Hanan meraba-raba wajahnya sendiri. Memang masih ada sisa demam kemarin, tetapi itu bukan masalah besar baginya. "Gak masalah, Bu. Demamnya masih bisa diatasi."

"Serius, Yah?" ledek Arini, mengulang kembali ucapan Hanan terdahulu.

Hanan menyadari candaan istrinya. "Ayah seratus rius malahan, Bu."

Tawa Arini pecah, apalagi saat melihat wajah suaminya yang sengaja terlihat meledek. "Apaan, sih, Yah. Garing tau."

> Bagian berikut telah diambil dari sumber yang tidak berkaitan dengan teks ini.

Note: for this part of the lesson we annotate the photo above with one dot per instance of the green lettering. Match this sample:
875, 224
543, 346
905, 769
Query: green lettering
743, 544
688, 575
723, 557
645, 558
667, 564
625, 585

"Udah yuk berangkat sekarang, nanti kesiangan." Arini mendorong tubuh Hanan yang masih gencar menatapnya dengan lamar sambil tersenyum penuh arti. "Ayok, Yah. Ngapain sih masih liatin gitu. Tuh, awas tangga, tuh!"

"Bilang aja gugup kan ditatap begitu sama Ayah, iya, 'kan?"

"Enggak, Yah. Nih Ibu biasa aja. Ya udah yuk berangkat. Ini udah jam tujuh lebih." Diam-diam Arini berusaha menyembunyikan rona merahnya. Suaminya akan semakin gencar menggoda jika ia terlihat semakin salah tingkah.

"Iya, iya ini berangkat." Hanan mengalah. Berakhir dengan dirinya yang masuk ke dalam mobil di bagian kemudi, lalu disusul oleh Arini yang duduk di sebelahnya.

Benar saja, saat mobil yang dikemudikan oleh Hanan berhenti tepat di depan gerbang sekolah, suasanan masih belum begitu ramai. Hanya ada beberapa guru dan siswa yang sudah datang ke tempat menuntut ilmu tersebut. Akan tetapi, tidak mengapa. Arini memang sengaja datang lebih awal agar bisa berangkat bersama Hanan.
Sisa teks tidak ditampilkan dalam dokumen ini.